Серебров раздумывал, попроситься ли ему переночевать у Валерия Карповича или пойти к Панте. А тут вот появилась возможность пойти к Докучаеву. Уж если идти, так к нему. У него не заскучаешь. Подошла раскрасневшаяся, радостная Вера. Колхозники хвалили концерт, и ей было это приятно.

— У нас в учительском доме есть комната, — сказала она. — Можно там ночевать. Да и поужинаешь, чем бог послал.

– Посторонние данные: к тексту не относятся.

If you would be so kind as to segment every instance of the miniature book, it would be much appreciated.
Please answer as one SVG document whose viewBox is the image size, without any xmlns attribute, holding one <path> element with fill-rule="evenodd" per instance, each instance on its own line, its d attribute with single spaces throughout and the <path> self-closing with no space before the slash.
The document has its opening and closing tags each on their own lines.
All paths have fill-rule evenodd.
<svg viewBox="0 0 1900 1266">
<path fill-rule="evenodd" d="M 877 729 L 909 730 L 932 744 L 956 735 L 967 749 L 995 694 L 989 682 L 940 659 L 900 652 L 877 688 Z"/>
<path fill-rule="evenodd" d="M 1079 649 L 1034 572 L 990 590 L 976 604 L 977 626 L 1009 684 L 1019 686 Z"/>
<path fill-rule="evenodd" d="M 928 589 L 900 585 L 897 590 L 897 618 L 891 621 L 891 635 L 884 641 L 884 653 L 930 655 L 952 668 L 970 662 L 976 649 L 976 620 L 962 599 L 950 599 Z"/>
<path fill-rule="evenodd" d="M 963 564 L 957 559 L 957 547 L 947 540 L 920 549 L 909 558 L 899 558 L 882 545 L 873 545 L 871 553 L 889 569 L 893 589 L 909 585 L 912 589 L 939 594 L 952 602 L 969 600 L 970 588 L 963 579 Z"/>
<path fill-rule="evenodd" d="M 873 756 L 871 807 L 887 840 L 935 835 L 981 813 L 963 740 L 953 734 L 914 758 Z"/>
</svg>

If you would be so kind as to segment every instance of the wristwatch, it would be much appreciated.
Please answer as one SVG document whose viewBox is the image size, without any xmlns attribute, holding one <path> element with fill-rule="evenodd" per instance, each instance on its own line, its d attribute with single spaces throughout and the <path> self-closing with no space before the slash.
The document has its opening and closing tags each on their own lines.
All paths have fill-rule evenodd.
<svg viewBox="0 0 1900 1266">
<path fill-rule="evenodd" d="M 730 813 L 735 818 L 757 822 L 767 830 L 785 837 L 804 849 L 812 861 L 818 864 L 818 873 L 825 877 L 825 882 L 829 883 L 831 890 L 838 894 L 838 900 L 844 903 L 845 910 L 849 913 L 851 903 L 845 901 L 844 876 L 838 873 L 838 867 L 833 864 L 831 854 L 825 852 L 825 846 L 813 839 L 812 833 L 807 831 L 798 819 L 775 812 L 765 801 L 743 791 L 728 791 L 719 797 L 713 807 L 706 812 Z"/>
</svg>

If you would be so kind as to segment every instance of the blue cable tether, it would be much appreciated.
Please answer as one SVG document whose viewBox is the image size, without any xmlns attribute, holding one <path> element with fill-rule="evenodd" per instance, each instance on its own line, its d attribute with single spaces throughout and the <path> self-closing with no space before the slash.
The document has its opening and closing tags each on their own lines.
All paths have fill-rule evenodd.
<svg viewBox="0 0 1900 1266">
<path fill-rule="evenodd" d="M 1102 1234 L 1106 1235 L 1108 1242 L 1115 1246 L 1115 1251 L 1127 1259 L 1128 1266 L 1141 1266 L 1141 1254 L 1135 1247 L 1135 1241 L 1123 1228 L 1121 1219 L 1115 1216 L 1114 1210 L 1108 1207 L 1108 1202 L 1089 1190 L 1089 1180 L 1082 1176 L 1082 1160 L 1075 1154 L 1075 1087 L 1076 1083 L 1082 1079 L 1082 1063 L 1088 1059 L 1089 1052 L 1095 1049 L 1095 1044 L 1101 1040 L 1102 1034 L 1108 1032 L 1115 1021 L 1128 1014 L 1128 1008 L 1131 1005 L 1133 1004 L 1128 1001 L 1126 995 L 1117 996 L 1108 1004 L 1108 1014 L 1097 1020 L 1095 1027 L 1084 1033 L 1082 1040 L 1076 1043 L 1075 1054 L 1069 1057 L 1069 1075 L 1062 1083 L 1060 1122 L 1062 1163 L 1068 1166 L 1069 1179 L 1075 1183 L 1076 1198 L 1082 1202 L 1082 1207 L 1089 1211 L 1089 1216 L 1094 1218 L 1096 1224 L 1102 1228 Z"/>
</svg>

И он пошел следом за ней в старый скрипучий дом, где жили молодые учителя. Было темно. Улицу освещал только свет, падающий из окон, и Вера предупреждала, где надо обойти канаву, наполненную весенней водой. Над ними было необозримое небо все в крупных, казавшихся близкими звездах. Лаяла где-то собака, слышался звон бадьи о сруб колодца. Деревенские милые звуки. Но все это не нарушало глубокой, бесконечной тишины. И Вера, такая приветливая, добрая, шла рядом.

— Почему-то мне очень хорошо сегодня, — неожиданно сказал он. — Мы так давно не виделись с тобой…

Вера не ответила ему. Он удивился, как это вдруг вырвались у него такие слова.